The worst were the ‘official’ CP and Militant, who basically sided with the British state by obstructing any attempts to build a solidarity movement within the British working class and repeating imperialist propaganda about the republican movement. In fact the ‘official’ CP acted in no small part as the actual agent of the British state in terms of TUC policies it pursued within the six counties. The SWP and IMG did their bit more by just simply abandoning any serious prioritising of Irish solidarity work.

I recall living in London at the time of the 1981 hunger strikes. One weekend there would be 250,000 people in Hyde Park protesting about non-existent nuclear wars on the basis of middle class pacifist politics. The British far left would be there in their thousands, selling their papers and promoting their own special brand of militant pacifism. The next week there would be a national march in support of the hunger strikers with a few hundred people – a thousand at most – in attendance and the far left notable mainly for its absence.

Basically, the bulk of the Brit left let the British government kill the hunger strikers without doing a damn thing. Building the Campaign for Nuclear Disarmament was the soft option and never challenged anything about British people’s attachment to the British nation-state and capitalist ideology. Organising real solidarity around Ireland was hard and not likely to result in immediate large gains in recruitment and paper sales. And it meant challenging trade union politics as a form of bourgeois ideology.

Of course, Marx and Engels had championed Irish freedom and argued that, as long as British workers remained tied to the apron-strings of the British bourgeoisie in Ireland, they would never attain real class consciousness or achieve anything significant in Britain itself. Lenin was devastating about the record of the British left of his day in relation to Ireland. The Bolsheviks ensured that one of the conditions of membership of the Third International was that if a party was in an imperialist country and there was a national liberation struggle going on against your government you had to provide it with material support. Trotsky declared that any British socialist who refused to provide full support for the struggle in Ireland (and India and Egypt) deserved to be branded with infamy, if not with an actual bullet.
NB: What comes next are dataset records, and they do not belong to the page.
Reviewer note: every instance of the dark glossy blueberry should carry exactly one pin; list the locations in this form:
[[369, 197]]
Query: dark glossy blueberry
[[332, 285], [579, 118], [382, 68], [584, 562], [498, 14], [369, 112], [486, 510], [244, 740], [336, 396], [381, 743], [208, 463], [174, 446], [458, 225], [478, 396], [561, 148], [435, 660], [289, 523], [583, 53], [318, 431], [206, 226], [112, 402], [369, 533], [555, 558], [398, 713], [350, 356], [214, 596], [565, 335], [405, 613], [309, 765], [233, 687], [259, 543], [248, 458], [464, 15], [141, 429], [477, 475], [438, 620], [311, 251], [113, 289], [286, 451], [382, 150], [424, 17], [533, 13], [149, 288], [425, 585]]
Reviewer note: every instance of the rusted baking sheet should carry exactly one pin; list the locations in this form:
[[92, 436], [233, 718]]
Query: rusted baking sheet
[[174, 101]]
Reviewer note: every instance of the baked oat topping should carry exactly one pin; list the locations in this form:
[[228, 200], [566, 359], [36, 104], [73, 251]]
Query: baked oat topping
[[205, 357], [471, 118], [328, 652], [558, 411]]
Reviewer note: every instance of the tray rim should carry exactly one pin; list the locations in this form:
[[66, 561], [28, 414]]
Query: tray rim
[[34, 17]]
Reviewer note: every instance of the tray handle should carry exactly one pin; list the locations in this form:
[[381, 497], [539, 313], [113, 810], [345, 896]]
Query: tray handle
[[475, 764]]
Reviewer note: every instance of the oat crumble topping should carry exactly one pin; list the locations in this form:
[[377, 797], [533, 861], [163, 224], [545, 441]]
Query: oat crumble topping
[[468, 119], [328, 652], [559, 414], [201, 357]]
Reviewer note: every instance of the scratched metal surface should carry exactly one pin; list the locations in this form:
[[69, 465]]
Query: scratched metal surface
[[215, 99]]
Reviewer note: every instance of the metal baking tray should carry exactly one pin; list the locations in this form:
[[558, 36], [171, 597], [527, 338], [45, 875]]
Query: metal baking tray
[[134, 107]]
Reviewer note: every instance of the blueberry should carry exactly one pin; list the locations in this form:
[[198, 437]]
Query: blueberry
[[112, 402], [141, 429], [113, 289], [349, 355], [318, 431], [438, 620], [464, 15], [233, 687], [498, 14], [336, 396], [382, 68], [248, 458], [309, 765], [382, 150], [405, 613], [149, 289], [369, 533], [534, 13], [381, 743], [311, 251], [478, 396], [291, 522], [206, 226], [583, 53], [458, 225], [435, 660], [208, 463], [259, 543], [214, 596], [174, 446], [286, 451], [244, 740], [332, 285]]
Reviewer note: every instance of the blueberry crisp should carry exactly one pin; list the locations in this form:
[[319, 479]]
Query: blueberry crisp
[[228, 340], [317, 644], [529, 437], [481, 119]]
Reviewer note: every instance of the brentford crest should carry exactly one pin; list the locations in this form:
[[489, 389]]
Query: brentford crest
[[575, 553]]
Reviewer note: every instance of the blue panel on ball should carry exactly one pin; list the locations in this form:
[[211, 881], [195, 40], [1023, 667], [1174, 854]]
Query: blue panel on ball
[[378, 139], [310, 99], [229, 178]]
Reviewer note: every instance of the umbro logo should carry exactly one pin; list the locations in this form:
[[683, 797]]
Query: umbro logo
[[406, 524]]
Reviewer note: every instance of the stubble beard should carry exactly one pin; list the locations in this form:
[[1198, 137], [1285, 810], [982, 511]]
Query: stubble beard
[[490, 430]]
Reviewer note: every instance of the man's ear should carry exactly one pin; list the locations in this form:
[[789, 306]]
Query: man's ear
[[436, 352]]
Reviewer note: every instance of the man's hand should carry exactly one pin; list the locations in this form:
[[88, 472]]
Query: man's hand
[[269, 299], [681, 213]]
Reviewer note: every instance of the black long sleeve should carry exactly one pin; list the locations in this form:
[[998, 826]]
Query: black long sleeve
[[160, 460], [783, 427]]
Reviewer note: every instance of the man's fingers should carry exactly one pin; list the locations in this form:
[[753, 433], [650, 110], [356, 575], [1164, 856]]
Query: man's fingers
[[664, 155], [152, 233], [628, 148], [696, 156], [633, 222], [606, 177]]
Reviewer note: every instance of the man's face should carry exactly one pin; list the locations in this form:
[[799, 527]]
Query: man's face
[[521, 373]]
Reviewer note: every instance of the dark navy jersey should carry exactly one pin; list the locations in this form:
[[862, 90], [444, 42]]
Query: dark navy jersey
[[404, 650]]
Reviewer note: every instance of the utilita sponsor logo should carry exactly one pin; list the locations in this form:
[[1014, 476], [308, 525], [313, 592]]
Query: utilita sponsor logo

Sadly, the great Marxists had sown dragons’ teeth and, in Britain, harvested chickens.

Betrayal

At the end of the day, the republican movement and its struggle capitulated in the context of having been abandoned long beforehand by the bulk of the British left and in the context of the collapse of both the supposedly collectivist Soviet Union and most other national liberation struggles. What is remarkable is not the betrayal of the republican leadership – as pitiful and dishonest as that has been – but the duration of the struggle in Ireland, given the real, material difficulties it faced.

However, the betrayal within Ireland also points up the weakness of a national liberation struggle which does not transcend the political limitations of radical nationalism. It shows that the period in which national liberation struggles could be taken at least to the achievement of independence and some radical social changes by radical nationalist leaderships is over. Only a conscious, revolutionary socialist movement can develop and maintain the politics, strategy and tactics necessary to prosecute a struggle for national liberation with any serious hope of success.

In Ireland, that places a huge burden on the Irish Republican Socialist Party and on other revolutionary republicans and socialists, including former members of the republican movement who left over the Good Friday agreement and leadership betrayal generally.

It seems to me that what is urgently needed are ways to get the dispersed genuine revolutionary forces – not the gas-and-water socialists Connolly denounced – in Ireland talking together and trying to develop a partyist culture among them, based on a Connolly-type politics for the Ireland of the 21st century.